AMD Radeon RX480 Polaris 8GB Review
Conclusion
Blimey. What a cracking little card.
If you are one of the ignorant people who just glances at the graphs for the highlighted result and treats that as the entirety of knowledge, then you’ll be missing a stunning card at a seriously affordable price. No, of course it doesn’t match up to the capabilities of some of the heavy hitting high-end models, but it’s not remotely competing with them. It’s a £200 card. Regularly beating a GTX 970 levels of performance for a couple of hundred notes. If that doesn’t impress you then you need to check your jimmies for rustling.

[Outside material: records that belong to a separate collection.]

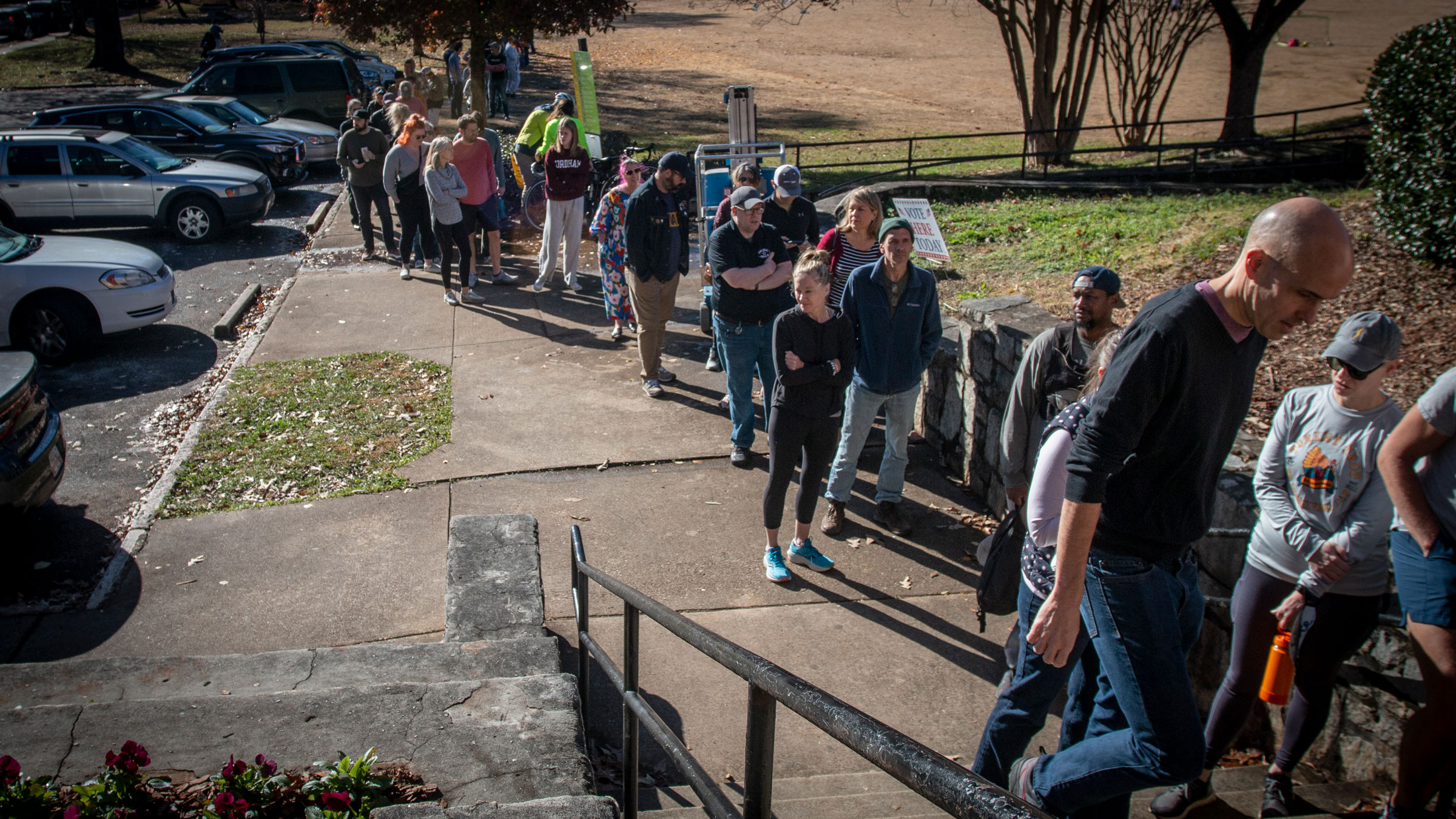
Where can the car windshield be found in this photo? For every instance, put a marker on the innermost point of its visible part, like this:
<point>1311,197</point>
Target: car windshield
<point>246,113</point>
<point>201,121</point>
<point>147,153</point>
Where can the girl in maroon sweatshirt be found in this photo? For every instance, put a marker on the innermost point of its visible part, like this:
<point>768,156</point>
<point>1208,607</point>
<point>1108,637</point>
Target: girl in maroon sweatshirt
<point>568,169</point>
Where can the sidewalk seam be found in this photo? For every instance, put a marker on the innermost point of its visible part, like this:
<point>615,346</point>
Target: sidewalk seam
<point>136,538</point>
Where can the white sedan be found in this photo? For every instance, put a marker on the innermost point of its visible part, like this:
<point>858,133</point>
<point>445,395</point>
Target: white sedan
<point>60,294</point>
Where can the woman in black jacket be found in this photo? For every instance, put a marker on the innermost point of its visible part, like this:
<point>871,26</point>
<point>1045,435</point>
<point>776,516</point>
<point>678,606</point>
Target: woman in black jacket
<point>814,359</point>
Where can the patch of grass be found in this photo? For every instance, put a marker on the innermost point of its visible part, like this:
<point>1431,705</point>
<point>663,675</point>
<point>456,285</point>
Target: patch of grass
<point>312,429</point>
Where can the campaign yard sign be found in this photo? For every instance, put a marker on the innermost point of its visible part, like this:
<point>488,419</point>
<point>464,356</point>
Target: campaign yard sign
<point>928,241</point>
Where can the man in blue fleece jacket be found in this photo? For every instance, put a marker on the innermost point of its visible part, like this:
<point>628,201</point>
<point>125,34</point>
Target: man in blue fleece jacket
<point>897,321</point>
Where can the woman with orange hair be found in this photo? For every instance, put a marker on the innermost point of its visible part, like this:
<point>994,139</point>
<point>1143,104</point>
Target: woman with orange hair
<point>405,184</point>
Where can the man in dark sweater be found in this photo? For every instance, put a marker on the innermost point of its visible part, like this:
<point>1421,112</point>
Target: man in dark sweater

Like any card which we apply the ‘affordable’ label to, there are a couple of minor caveats. Usually we say that you have to be judicious with your resolution choice and reduce your anti-aliasing to a sensible level and all will be well. With the RX480 in 8GB trim there is only one single caveat, and that’s that you shouldn’t really use it to power a 4K display. Otherwise you can do what you like with it. The very latest DirectX 12 titles in 1440P with maximum image quality settings? No problem for the AMD Radeon RX480.Â
At 1080P, probably the resolution that 90% of people who buy a GPU at this price point will be looking to game, it’s an absolute stunner. We couldn’t get it to sweat no matter what we threw at it. Yes you can argue that the noise and temperature levels are a little high, but this is an AMD reference cooler and they are, with the best will in the world, somewhere between average and mediocre. It doesn’t really matter because once a Strix/Twin Frozr/Dual-Dissipation/Etc cooler is on it then you’ll get those low temperatures and silent running but on a GPU that has proven itself to be more than capable of running the very latest, high detail, DirectX 12 games.
We are particularly glad that AMD have finally cracked the power draw nut. The latest 4th Generation GCN has fantastic power efficiency when compared to AMD cards of yore. 22W beneath the GTX970 that it so regularly beat in the performance tests. Hell it’s 140W (as an entire system) below the 380X, and the performance between the two cards is night and day. If you run a 380X you could have CrossfireX RX480s for the same power draw, and be kicking down the door of some extremely high-end setups for £420 in GPU cost.
It’s got great performance in every benchmark, there is some overclocking fun to be had and it’s kind to your electricity bill. Add to that a sweet price tag and the AMD Radeon RX480 8GB is a thoroughly deserving winner of our OC3D Gamers Choice Award.